Vous voyez bien que depuis que j'ai repris ces affaires d'art, de traits, de mots, ma tendance à la mise en abyme s'en est trouvée renforcée, pour ne pas dire aggravée. La raison en est simple : l'art, les traits, les mots (pris en eux-mêmes), alors que j'avais cru m'en détacher, m'ont littéralement rattrapé. Je n'emphatise pas, c'est comme ça que j'ai ressenti le phénomène, c'est comme ça que cela s'est produit en toute rigueur : ça m'a rattrapé. J'avais pu croire que mon lien envers eux était lâche voire détaché, dédramatisé ("je vous dis au revoir, chers amis, avec grand plaisir", avec un ton certes ému mais des lèvres en forme de petit sourire soulagé), or tout ce que j'avais inscrit précédemment sur des pages, même sans être publié, s'était bel et bien imprimé sur ma vie. À partir de là, à chaque instant de la reprise, à chaque nouvelle tentative d'entrevoir ce que ça dit de mes possibilités, je me sens obligé de me pencher sur les raisons mêmes qui me font être là et encore là, à présent.

Le constat est le suivant : lorsque j'ai compris (aussi bien par l'état actuel de la science que par une sensation difficilement descriptible d'ordre corporel) qu'il n'y aurait pas de retour en arrière possible quant à mes douleurs et malaises, j'ai pris sans m'en rendre compte une double décision (inconsciente bien que ferme), celle-ci expliquant sans doute après coup (je m'en rends compte maintenant) ma tendance inhérente au "tout ou rien" joyeux, œcuménique, dualiste-mystique : je me devais, en m'éloignant de l'art, de me concentrer sur les vérités froides, objectives, considérées dans une sorte de distance sans distance – à savoir en plein dans la ferme croyance en la distance, non feinte, position équilibrée d'équilibriste qui a pu me faire croire en un "détachement" – , tout comme je me devais, dans les moments où l'art me rattrapait, de suivre jusqu'au bout ce que me permettaient mes malaises et autres états non-clairs, aller jusqu'au bord de la folie dans ma manière de suivre les élans saccadés, contrariés de mon cerveau. Ce double mouvement m'apparaît, maintenant plus que jamais, comme le contraire de toute contradiction : l'exigence de mon état, de tout état second (comme on dit) vécu dans la continuité, dans la régularité, c'est l'exigence de la vérité aussi bien que l'exigence du départ vers autre chose que la simple rationalité. Ce sont les deux faces de l'acceptation : puisqu'il faut quasiment à chaque seconde se suivre (ou "être suivi" : "vous êtes suivi ?"), s'écouter, se surveiller, il s'agira à la fois de tenir plus que tout à ce qui relève de la solidité du réel et de savoir se laisser porter par des élans du cœur inédits (en profiter pour son art, mais aussi pour sa connaissance).
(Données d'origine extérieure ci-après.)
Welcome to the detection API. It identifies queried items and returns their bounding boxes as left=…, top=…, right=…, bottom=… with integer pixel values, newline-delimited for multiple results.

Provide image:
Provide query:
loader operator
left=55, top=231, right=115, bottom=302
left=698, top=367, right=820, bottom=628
Ainsi, parallèlement ou plutôt dans un même mouvement que le discours est obligé de faire apparaître double dans le cadre d'une communication à autrui, je poursuis l'élucidation du monde et celle de ma déprise, toujours ouvert à... et toujours sans concessions envers... (mon attention, mes mouvements, mes élans). C'est en dernière analyse cette nécessité qui m'aura fait conclure à l'évidence des traits-mots (mêlés-manuscrits, dans le cadre de ce qu'on appelle parfois "la bande dessinée") comme "moyen d'expression privilégié", alors que j'avais longtemps eu du mal à justifier ce choix, aussi bien auprès de moi-même que de mon entourage : les mots qui sont des traits, qui cheminent séquencés, ça montre direct la cassure. Ça fait tout le temps suivre son propre rythme (on a bien dit qu'il fallait se suivre et qu'on était suivi), ça permet des choses comme : trembler, prendre la tangente, le contre-pied humoral vibratile, ne plus avoir les mots (comme présentement, étant durant ce paragraphe en plein début de malaise)... Le dessin comme monstration pleine et sans fard de soi, je ne l'ai pas inventé, ça s'est déjà dit, je l'ai lu ; mais ce que j'ai peut-être inventé (pour mon propre compte, après ça regarde qui veut), c'est cette monstration comme principe de raison suffisante, finalité même, unique, sans autre dose d'évidence : je n'aurai sans doute jamais rien tracé, ou du moins jamais rien persisté à tracer, si je ne traçais pas aussi mal, si je n'étais pas si continuellement mal, car il n'y a que par cette pratique que je peux faire quelque chose de ce mal, avec ce mal, que celui-ci peut être vécu, éclairci, accepté. En étant attentif à ce que je ne sais pas faire, au final, je fais bel et bien. Je n'aurai même jamais autant fait ; je n'aurais sûrement jamais fait autant si je savais le faire. C'est cela qui m'a rattrapé (en plus de la vérité).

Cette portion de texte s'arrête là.